Quero ser a Alice eterna, uma menina de 150 anos que enlouquece e apavora as crianças e adultos do mundo até hoje. Desvendar seus enigmas sem cair no buraco, muito menos entrar na toca do coelho branco de olhos cor de rosa e relógio no bolso do colete, sempre preocupado com as horas, como todo paulistano. Fazer mesura enquanto despenco no ar à procura do sorriso do gato, que me indicará o melhor caminho para fugir desse mundo insano. Na espera das respostas, tomarei chá com o chapeleiro maluco, que, como eu, também assassinou o tempo, desfigurando o andamento da canção.
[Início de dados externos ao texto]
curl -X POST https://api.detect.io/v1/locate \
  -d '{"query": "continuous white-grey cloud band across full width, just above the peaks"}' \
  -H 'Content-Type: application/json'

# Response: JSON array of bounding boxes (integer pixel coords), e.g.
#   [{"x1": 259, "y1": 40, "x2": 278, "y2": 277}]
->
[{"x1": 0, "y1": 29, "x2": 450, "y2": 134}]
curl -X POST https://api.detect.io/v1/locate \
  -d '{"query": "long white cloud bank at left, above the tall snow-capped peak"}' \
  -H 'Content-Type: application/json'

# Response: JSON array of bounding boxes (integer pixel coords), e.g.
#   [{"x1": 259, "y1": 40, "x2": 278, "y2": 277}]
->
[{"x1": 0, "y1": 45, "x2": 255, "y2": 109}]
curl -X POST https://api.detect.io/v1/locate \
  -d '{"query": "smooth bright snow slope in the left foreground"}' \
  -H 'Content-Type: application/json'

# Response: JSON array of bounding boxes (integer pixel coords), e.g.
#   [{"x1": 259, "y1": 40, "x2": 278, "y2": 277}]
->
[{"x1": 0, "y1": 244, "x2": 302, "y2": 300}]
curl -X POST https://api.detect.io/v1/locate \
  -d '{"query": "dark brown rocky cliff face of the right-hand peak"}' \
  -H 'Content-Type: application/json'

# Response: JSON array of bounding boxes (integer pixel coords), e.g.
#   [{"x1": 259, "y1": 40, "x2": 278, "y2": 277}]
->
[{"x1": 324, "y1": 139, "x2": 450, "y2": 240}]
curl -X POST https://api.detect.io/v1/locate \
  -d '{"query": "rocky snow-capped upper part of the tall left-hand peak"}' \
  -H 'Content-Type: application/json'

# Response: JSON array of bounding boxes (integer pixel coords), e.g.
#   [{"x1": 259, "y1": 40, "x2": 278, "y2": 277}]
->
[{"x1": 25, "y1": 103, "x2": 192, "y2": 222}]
Quero ser Píppi Meialonga, colorida e valentona, para sempre a menina mais forte do mundo, e carregar para longe todos os valentões que ameaçam tirar de outras meninas o desejo de sonhar. Quero ser esquisita e desbocada, xingar à vontade e viver do meu jeito. E gastar minhas moedas de ouro satisfazendo os desejos mais absurdos das crianças que vivem nos casebres que enxergo da proa toda vez que navego em meu barco pelas águas calmas dos mares do sul.

Quero ser Lúcia, com um reino para muito além do sítio da minha vó Benta, arrebitando cada vez mais meu narizinho. Falar mais que a Emília, fazer voos sem pirlimpimpim e confundir as águas claras tornando-as turvas, enquanto asso o Marquês de Rabicó. Quero ir às nuvens na garupa do Tom Mix e cantar com a cigarra, ao mesmo tempo em que surrupio a lâmpada do Aladim, para ter o gênio como escravo, e depois me encher de joias e sair por aí.

Quero ser tantas, tantas forem as chances de fantasiar imagens, cores e sabores, memórias, descobertas e revelações, experiências de alma, dança das ilusões e conhecimento assentado. Tudo isso junto e misturado, numa sopa de vida plena e feliz. Quero meu eu se expandindo para além do meu curto limite, quero abraçar o mundo e dar voltas no universo. Quero tudo e mais um pouco. Quero amar e ser amada, perdoar e ser perdoada, partir ficando e ficar partindo.

Meu Deus, quanta coisa para perseguir através do espelho! Um dia eu conto o que encontrei por lá.